Measurement is happening all the time only in the macroscopic world. The fundamental difference between a quantum particle and a macroscopic body is that a quantum particle is not interacting with its environment, or if it is interacting then it is not interacting in such a way as to generate the measured property you are interested in.

The conceptual difficulty in quantum mechanics is that in the absence of measured properties, particles do not behave in a way which we find intuitive. Indeed, one must go into the mathematical foundations, not just study the results, if one wants to understand it. I have sought to clarify this in a published paper The Hilbert space of conditional clauses.

I thought of an interpretation about this question and would like to know if it is meaningful:

Saying that there is no superposition of states is only true for a given orientation of coordinates. And the notion of superposition has only meaning for a given frame.
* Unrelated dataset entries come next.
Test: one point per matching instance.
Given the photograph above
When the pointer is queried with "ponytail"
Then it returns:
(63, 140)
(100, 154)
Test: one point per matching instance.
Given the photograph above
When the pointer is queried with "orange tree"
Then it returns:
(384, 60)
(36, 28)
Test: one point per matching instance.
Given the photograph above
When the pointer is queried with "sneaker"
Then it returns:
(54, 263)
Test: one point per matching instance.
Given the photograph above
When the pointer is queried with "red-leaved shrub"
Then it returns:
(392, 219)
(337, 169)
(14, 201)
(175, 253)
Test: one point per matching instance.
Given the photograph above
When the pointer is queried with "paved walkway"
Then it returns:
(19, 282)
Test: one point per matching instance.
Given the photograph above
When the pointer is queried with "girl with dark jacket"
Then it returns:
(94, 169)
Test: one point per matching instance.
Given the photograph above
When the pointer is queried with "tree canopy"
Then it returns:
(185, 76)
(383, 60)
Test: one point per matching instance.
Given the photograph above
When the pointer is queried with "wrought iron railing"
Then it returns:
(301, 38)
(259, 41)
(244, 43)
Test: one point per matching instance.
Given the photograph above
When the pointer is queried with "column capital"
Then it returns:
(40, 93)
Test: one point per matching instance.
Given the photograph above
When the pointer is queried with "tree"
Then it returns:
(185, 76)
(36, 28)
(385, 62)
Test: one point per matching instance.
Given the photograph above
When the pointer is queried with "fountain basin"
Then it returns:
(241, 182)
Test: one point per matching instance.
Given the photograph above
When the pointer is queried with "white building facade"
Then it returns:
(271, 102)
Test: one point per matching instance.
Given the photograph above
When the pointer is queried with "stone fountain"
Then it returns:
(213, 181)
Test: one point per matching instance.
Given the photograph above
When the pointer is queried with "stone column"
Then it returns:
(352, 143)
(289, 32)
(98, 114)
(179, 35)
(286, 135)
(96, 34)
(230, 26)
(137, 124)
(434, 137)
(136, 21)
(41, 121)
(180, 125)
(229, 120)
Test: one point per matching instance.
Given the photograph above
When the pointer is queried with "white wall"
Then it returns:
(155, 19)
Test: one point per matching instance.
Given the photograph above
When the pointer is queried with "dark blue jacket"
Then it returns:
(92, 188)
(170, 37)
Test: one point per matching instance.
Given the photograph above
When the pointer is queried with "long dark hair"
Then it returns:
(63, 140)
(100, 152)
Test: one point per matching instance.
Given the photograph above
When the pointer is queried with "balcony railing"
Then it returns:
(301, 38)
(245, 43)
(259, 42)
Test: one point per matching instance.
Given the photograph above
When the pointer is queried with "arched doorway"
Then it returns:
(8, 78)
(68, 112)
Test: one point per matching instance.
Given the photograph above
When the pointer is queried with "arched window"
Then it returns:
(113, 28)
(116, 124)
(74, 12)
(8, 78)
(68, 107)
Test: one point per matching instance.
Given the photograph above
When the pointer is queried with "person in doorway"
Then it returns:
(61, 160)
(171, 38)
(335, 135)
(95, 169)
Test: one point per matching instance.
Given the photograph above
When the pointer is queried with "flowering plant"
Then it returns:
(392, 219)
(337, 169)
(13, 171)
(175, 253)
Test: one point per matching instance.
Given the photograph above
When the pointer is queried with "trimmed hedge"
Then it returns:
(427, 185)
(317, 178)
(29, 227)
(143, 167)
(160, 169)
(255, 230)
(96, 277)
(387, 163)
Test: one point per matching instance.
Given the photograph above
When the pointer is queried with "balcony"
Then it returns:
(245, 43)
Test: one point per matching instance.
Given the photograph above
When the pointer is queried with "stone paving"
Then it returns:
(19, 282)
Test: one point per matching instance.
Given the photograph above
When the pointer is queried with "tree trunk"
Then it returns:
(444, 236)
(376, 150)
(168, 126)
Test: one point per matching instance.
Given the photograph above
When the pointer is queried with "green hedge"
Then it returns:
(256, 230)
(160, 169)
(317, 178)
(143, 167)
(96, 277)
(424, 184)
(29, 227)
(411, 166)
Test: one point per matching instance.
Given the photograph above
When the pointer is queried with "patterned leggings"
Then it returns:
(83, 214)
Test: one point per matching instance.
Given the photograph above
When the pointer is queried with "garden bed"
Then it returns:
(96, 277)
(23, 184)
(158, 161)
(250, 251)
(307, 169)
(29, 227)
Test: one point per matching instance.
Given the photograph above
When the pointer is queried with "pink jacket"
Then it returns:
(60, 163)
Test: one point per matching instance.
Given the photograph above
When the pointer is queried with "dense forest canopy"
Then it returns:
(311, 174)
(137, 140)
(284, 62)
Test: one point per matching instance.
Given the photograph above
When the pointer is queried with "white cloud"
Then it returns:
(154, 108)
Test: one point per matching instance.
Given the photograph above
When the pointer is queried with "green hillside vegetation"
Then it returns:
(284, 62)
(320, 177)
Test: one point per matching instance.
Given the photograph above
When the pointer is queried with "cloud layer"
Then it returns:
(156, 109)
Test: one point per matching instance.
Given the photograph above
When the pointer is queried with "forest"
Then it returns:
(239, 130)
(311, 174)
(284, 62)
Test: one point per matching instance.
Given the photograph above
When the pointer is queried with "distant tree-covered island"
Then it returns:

If a particle $$A$$ has spin up in a given direction it has a superposition of up and down for an axis not at that direction. It is not possible to choose a frame where all particles have no superposition of states.

It is simmilar to an elastic field inside a body in equilibrium. It is always possible for each point, to find an axis orientation such that there is no shear stresses in the stress tensor.

But if I choose that orientation, it is perfectly possible to have shear stresses at points in the neighborhood.